In the Job Hunter’s Questionnaire entry a few weeks ago I mentioned the importance of culture, and I think it’s worth devoting more time. So here’s what to think about during your interview and interaction leading up to a job offer.

  • If you’re given a walk-through of where you’ll be working, note if people look relaxed or are talking to each other or if they’re focused (maybe too focused) on their work.
  • “How often does the team/department meet to discuss goals and progress?” This can give you an idea of whether you’re seen as on your own or if a team camaraderie is stressed.
  • “How would you describe your management style?” You can get a sense of the manager’s tendency or refusal to micromanage.

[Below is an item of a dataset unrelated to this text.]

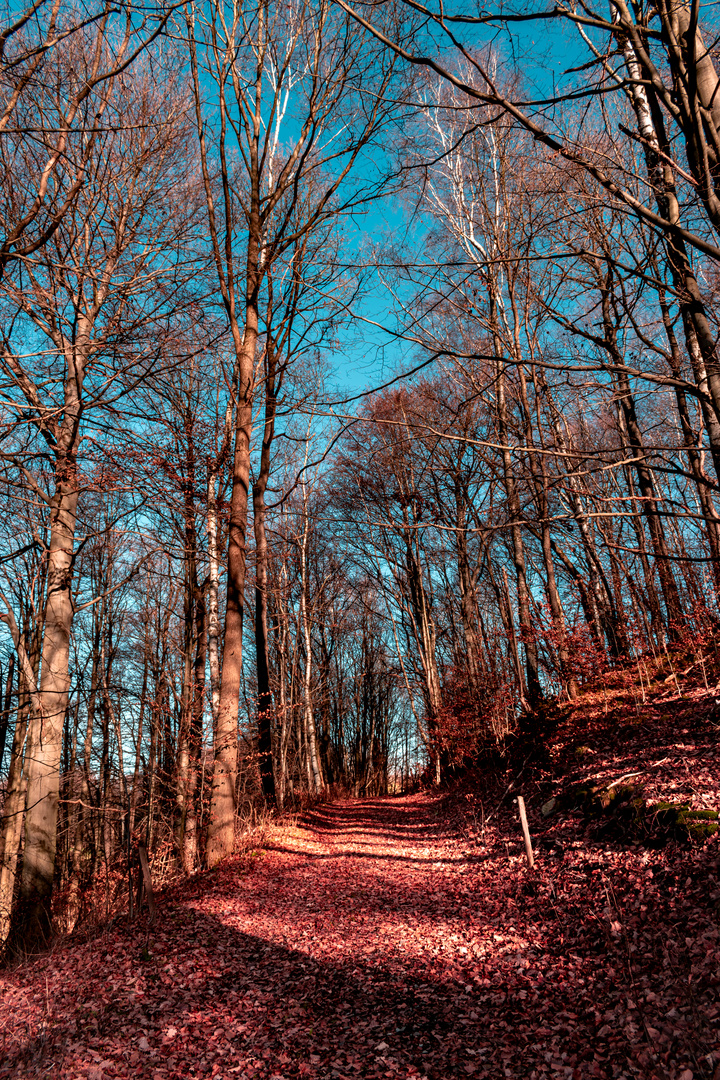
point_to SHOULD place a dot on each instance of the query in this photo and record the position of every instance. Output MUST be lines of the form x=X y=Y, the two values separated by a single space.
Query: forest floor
x=406 y=937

  • “What is your typical day like?” or “What kind of schedule can I expect?” You don’t want to sound like you’re trying to come in late and leave early, but you’ll probably get a quick sense of whether you’re expected to arrive before the clock strikes 8:00 or if you have some buffer time. That can tell you a lot about the general climate.
  • “How would you describe the kind of person are you looking for to fill this position?” Some hiring managers will mention a sense of humor or a laid-back personality or a hard worker. If the description is entirely about work ethic and doesn’t mention personality type, then there’s a chance the department is focused on results and doesn’t spend a lot of time interacting with each other (for non-business reasons).

The thing to remember is that there’s not a single right or wrong answer for everybody – only for you. You know what suits you, so do what feels right.